When digital emerged, it was obvious that what had previously been a rule of thumb at the BFI, basically that preservation was for posterity, because the cost of making material accessible was usually prohibitive, was no longer relevant. Posterity could now potentially be today. We would be able to provide access to material much more readily than we had ever done in the past and given the amount of public money that had been spent on conserving film in environmentally correct conditions this seemed to be a priority. When the BFI published its forward plan, BFI 2000, in 1996, digital transformation was at its heart. The BFI was very London-centric in its operations, but wanted its collections, and the related information which BFI curators could provide, to be made accessible across the whole country. Capturing that knowledge and making it available alongside newly digitized films was now possible.

However, digital technology, as we had found with television in the 1960s, required a new and specific skillset which was absent at that time at the Institute. And of course, rights in this material was an area with many unknowns in terms of providing access. With these gaps, particularly in technology, we went out and looked for partners. We already had a relationship with BT, but also developed a partnership with IBM, and together wrote an application for what we called The Imagination Network to the Millennium Commission (the body that funded the Millennium Dome) for £20 million. This would have enabled us to digitize 4000 films and television programmes and make them accessible in 42 locations across the UK from a central hub in London using BT’s ATM network. In addition we planned a small offering on the then nascent internet which was only just beginning to emerge as the distribution technology of the future. We secured permissions from all the relevant rightsholders and developed a business model to sustain the service but we were turned down by the Millennium Commission, because the application ‘lacked distinctiveness’.

Having failed to secure this investment we had to think in a much more limited way to prove the concept. We secured a grant from JISC and, with the BUFVC, developed a pilot service to three universities (Glasgow, Glamorgan and the OU), using the JANET network. In parallel, we also developed a pilot for a publicly accessible service with the Nottingham Broadway Cinema in partnership with Cable & Wireless. In so doing a skillset began to be developed inside the organization in terms of curatorial issues (knowledge), rights complexity and how to resolve the associated difficulties(copyright), and technological innovation and associated knowledge (encoding, metadata, asset management, usability).

It is now not just aligning technology, rights and knowledge but also about making it work commercially as well as culturally in a very competitive environment.

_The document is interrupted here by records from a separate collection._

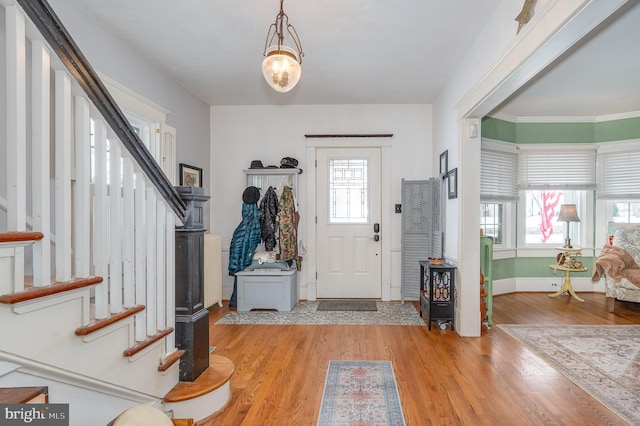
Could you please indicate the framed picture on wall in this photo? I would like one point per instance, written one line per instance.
(452, 176)
(444, 160)
(190, 175)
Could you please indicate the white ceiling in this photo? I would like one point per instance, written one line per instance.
(363, 52)
(356, 51)
(599, 77)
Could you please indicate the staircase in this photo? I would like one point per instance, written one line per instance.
(87, 239)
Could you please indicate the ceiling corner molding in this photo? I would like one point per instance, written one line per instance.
(556, 119)
(613, 117)
(558, 27)
(504, 117)
(356, 135)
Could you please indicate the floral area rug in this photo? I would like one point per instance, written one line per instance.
(603, 360)
(306, 313)
(360, 393)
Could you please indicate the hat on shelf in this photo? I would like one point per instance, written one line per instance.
(251, 195)
(288, 163)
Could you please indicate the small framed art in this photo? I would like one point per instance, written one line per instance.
(190, 175)
(444, 160)
(452, 176)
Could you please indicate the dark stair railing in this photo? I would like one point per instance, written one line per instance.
(71, 56)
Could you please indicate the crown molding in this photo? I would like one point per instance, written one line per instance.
(558, 119)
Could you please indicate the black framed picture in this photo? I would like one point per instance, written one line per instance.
(190, 175)
(444, 163)
(452, 176)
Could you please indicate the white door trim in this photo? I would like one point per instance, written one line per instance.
(384, 143)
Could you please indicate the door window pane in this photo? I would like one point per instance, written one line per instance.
(348, 190)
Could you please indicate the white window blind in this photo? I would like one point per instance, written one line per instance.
(552, 167)
(498, 176)
(619, 175)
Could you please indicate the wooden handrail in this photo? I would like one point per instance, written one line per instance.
(14, 237)
(48, 23)
(102, 323)
(55, 288)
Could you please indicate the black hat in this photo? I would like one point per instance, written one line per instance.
(251, 195)
(288, 163)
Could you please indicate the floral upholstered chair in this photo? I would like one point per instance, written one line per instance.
(627, 237)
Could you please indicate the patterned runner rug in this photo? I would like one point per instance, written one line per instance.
(360, 393)
(306, 313)
(347, 305)
(603, 360)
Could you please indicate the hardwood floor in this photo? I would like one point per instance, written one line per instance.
(442, 378)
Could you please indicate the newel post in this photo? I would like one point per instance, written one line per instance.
(192, 318)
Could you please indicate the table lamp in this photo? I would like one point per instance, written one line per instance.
(568, 213)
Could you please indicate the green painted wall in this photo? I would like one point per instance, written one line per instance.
(504, 268)
(617, 130)
(554, 132)
(522, 133)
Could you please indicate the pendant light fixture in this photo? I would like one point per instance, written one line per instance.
(281, 65)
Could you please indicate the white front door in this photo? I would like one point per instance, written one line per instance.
(348, 208)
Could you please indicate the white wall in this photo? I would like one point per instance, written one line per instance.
(114, 58)
(243, 133)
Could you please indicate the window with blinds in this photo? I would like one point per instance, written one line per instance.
(619, 175)
(567, 167)
(498, 173)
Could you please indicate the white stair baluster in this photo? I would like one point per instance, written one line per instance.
(151, 261)
(82, 188)
(170, 307)
(63, 175)
(141, 257)
(40, 160)
(16, 135)
(101, 219)
(128, 232)
(161, 216)
(115, 236)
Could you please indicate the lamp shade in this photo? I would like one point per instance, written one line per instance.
(568, 213)
(281, 68)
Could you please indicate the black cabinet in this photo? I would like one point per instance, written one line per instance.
(437, 292)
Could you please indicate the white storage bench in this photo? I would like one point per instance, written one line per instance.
(260, 289)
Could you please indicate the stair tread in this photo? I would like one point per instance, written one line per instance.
(30, 292)
(219, 372)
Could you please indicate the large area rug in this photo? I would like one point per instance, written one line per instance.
(603, 360)
(306, 313)
(360, 393)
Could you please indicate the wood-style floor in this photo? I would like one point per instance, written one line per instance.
(443, 379)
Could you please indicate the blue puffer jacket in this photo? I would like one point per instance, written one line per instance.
(245, 239)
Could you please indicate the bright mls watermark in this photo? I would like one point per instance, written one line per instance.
(34, 414)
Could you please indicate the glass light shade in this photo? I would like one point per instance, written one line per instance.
(281, 68)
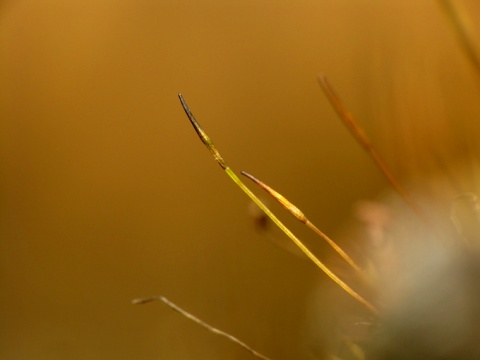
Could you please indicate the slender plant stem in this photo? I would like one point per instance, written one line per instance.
(209, 143)
(199, 322)
(299, 215)
(363, 140)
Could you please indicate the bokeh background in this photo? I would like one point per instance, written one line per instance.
(107, 194)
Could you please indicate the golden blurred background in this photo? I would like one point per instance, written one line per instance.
(108, 195)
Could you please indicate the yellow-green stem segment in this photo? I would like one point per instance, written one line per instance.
(209, 143)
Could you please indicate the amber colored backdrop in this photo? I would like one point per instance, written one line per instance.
(107, 194)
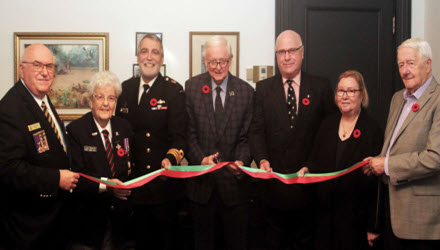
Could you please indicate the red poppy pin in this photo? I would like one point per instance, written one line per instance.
(205, 89)
(121, 152)
(306, 101)
(415, 107)
(356, 133)
(153, 102)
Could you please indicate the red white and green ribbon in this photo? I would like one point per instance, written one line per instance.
(192, 171)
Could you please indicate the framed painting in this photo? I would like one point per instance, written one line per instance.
(140, 35)
(163, 70)
(78, 57)
(197, 42)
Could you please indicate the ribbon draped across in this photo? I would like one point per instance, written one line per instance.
(196, 170)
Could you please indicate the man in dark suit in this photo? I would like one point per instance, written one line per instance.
(34, 161)
(219, 107)
(288, 111)
(100, 148)
(155, 107)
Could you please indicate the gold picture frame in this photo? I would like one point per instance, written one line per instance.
(196, 43)
(78, 55)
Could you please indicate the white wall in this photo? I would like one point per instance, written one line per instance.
(254, 19)
(425, 24)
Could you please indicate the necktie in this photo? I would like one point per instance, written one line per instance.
(218, 109)
(52, 124)
(109, 152)
(291, 103)
(143, 102)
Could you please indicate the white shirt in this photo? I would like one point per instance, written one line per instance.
(141, 87)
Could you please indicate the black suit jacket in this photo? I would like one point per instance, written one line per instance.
(32, 203)
(287, 149)
(89, 157)
(231, 142)
(345, 206)
(155, 132)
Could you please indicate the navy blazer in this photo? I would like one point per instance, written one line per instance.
(287, 149)
(32, 202)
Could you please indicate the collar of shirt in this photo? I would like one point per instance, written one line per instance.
(141, 87)
(419, 92)
(223, 86)
(109, 129)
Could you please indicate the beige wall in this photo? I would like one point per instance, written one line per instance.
(432, 33)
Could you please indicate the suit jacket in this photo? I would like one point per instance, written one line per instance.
(287, 149)
(231, 142)
(345, 206)
(414, 165)
(93, 209)
(156, 131)
(32, 203)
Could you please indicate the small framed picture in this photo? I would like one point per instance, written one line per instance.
(136, 73)
(140, 35)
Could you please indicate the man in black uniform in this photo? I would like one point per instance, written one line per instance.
(155, 107)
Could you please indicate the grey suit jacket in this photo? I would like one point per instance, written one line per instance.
(414, 167)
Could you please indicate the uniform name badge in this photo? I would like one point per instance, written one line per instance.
(41, 144)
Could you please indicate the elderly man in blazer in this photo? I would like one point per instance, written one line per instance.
(219, 107)
(289, 108)
(410, 157)
(34, 160)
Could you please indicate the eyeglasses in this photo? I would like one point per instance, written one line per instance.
(38, 67)
(291, 52)
(349, 92)
(101, 98)
(213, 64)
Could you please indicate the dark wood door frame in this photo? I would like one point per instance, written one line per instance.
(402, 21)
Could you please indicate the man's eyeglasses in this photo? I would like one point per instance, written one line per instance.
(38, 67)
(101, 98)
(291, 52)
(213, 64)
(349, 92)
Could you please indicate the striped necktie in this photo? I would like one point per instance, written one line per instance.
(109, 152)
(52, 123)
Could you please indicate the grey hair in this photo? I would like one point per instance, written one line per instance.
(154, 38)
(421, 46)
(216, 41)
(103, 79)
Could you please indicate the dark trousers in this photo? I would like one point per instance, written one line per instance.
(156, 226)
(287, 229)
(234, 222)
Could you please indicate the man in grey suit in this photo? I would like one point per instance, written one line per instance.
(219, 107)
(410, 157)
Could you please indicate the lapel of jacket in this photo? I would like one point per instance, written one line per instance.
(353, 143)
(392, 121)
(39, 115)
(422, 101)
(279, 98)
(94, 134)
(207, 100)
(230, 101)
(305, 91)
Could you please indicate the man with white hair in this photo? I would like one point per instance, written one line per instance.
(34, 159)
(219, 107)
(410, 158)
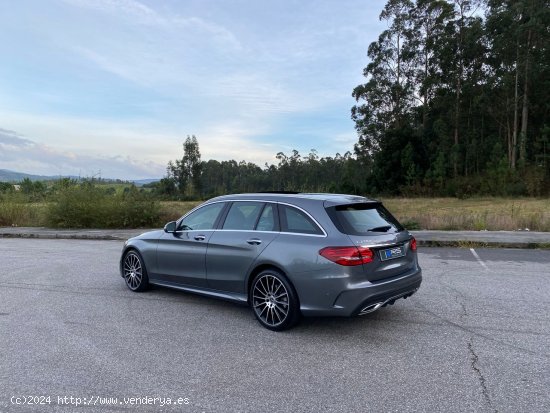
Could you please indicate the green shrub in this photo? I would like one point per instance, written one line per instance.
(89, 206)
(16, 210)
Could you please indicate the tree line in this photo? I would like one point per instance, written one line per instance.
(456, 98)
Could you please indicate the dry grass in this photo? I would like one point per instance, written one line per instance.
(472, 214)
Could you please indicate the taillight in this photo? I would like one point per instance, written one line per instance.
(348, 256)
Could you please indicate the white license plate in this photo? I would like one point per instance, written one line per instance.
(391, 253)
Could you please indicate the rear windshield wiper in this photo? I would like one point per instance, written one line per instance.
(383, 228)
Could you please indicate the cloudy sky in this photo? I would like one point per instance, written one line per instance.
(116, 85)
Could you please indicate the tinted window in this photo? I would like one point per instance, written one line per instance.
(243, 215)
(362, 219)
(268, 219)
(202, 218)
(294, 220)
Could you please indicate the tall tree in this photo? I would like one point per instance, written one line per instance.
(187, 171)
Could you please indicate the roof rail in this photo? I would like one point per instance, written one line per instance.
(278, 192)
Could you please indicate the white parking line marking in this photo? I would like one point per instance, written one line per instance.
(479, 259)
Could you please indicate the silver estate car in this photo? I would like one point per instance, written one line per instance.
(285, 255)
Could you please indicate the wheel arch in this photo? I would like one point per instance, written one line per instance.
(262, 267)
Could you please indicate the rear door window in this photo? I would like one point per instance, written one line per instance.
(296, 221)
(363, 219)
(243, 216)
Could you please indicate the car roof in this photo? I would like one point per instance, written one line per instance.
(298, 198)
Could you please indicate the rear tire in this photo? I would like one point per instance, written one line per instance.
(134, 272)
(274, 301)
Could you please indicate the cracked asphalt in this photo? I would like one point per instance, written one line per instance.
(476, 337)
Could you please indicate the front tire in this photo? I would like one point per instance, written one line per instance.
(274, 301)
(134, 271)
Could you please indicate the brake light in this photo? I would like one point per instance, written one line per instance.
(348, 256)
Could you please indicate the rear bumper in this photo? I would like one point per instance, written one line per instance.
(360, 298)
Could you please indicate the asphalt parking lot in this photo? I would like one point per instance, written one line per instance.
(476, 337)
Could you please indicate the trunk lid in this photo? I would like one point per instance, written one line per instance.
(369, 224)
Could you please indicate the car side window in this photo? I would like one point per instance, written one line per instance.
(203, 218)
(268, 220)
(243, 215)
(297, 221)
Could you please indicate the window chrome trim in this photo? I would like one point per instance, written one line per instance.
(324, 235)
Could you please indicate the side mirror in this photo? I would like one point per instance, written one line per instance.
(170, 227)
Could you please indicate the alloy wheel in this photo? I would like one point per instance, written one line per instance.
(271, 300)
(133, 271)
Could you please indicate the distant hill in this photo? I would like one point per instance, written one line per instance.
(12, 176)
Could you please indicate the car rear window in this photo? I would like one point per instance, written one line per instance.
(363, 219)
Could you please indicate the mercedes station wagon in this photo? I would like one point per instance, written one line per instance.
(284, 255)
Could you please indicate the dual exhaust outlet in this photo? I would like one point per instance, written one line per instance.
(371, 308)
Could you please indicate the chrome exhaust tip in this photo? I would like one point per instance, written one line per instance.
(371, 308)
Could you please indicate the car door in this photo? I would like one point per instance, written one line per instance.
(181, 256)
(249, 227)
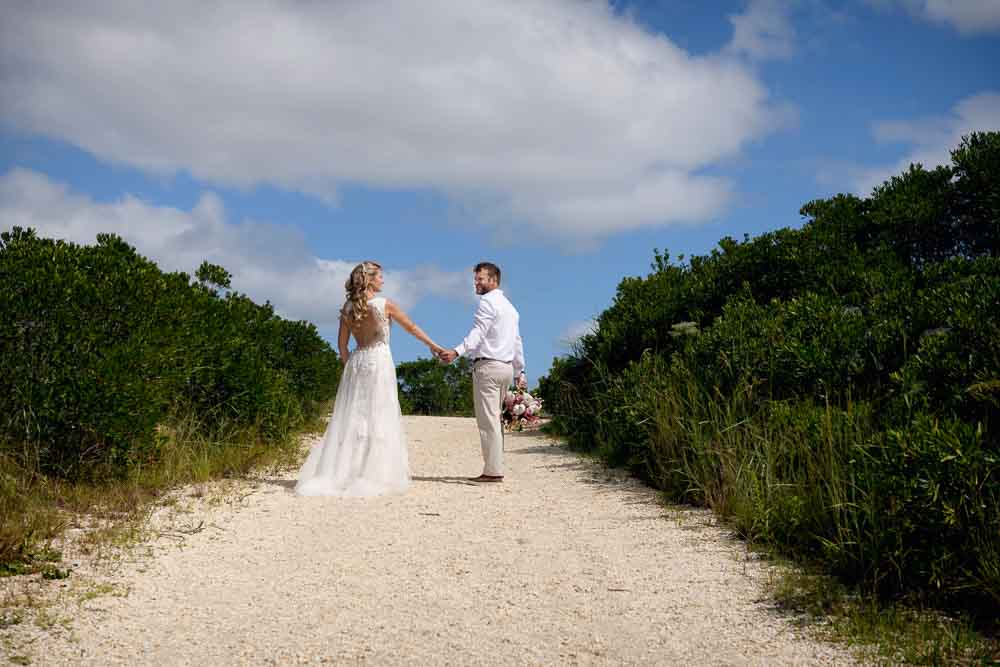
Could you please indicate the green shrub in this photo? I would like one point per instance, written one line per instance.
(99, 346)
(838, 397)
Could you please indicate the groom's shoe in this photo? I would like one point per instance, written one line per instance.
(487, 478)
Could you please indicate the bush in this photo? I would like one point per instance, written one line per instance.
(833, 389)
(99, 346)
(428, 387)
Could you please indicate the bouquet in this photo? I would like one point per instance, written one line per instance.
(520, 410)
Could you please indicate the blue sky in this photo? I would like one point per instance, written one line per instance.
(562, 140)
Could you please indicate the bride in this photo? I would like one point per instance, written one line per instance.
(363, 452)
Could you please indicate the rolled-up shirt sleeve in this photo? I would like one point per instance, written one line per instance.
(481, 323)
(518, 355)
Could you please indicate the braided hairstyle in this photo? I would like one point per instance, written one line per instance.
(357, 290)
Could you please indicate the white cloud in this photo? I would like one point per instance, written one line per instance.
(931, 139)
(967, 16)
(575, 331)
(558, 114)
(268, 262)
(763, 31)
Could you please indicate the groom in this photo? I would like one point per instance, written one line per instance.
(494, 345)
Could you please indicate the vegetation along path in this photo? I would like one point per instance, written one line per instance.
(564, 563)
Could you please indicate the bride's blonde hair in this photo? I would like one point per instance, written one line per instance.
(357, 289)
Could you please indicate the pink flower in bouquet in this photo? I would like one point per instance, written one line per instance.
(520, 410)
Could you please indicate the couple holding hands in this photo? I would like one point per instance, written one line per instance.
(363, 451)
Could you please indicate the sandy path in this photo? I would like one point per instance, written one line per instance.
(564, 563)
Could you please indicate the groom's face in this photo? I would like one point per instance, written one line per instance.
(484, 282)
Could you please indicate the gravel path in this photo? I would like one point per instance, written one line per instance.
(564, 563)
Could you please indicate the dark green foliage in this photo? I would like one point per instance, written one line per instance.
(99, 346)
(428, 387)
(834, 389)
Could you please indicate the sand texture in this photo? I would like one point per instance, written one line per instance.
(565, 563)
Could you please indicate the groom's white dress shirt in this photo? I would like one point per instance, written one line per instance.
(495, 332)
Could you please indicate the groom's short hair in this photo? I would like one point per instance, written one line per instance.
(491, 269)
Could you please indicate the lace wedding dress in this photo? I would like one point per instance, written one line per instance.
(363, 452)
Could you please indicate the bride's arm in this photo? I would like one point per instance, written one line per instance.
(396, 313)
(343, 337)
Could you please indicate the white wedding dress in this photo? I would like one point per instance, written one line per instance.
(363, 451)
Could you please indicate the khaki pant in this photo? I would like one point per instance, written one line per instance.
(490, 380)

These projects were paralleled in another part of the BFI by plans to exploit what were seen as the commercial potential of the internet. This was the dotcom bubble period, full of false hopes, and this project, entitled Rosebud, became a casualty of over optimism. However, our cultural and educational interventions were given a major boost in 2001 by a grant of £1.2 million from the New Opportunities Fund, which led to the launch of BFI Screenonline in 2003. Screenonline benefited from the skills accumulated inside the BFI in the previous 6 years and was able to provide free access to fully contextualized British film and television programmes – an online encyclopaedia of British film and television – to all schools, colleges, universities and public libraries in the UK.

Now ten years later the BFI is developing plans for its BFI-player which it is expected will meld together both commercial and cultural online access to the Collections. Digital has become all pervasive and audience behavior has transformed. With the allocation of lottery money to digitize 10,000 films as outlined in the BFI’s 2012 Film Forever plan the challenge now is to secure visibility and distinctiveness for the BFI-player in a world where platforms have multiplied (Connected tv, SVOD etc) and are jostling for audiences’ attention. With technological evolution a new set of organizational changes are needed – the same STS principles apply – but it is now not just aligning technology, rights and knowledge but also about making it work commercially as well as culturally in a very competitive environment.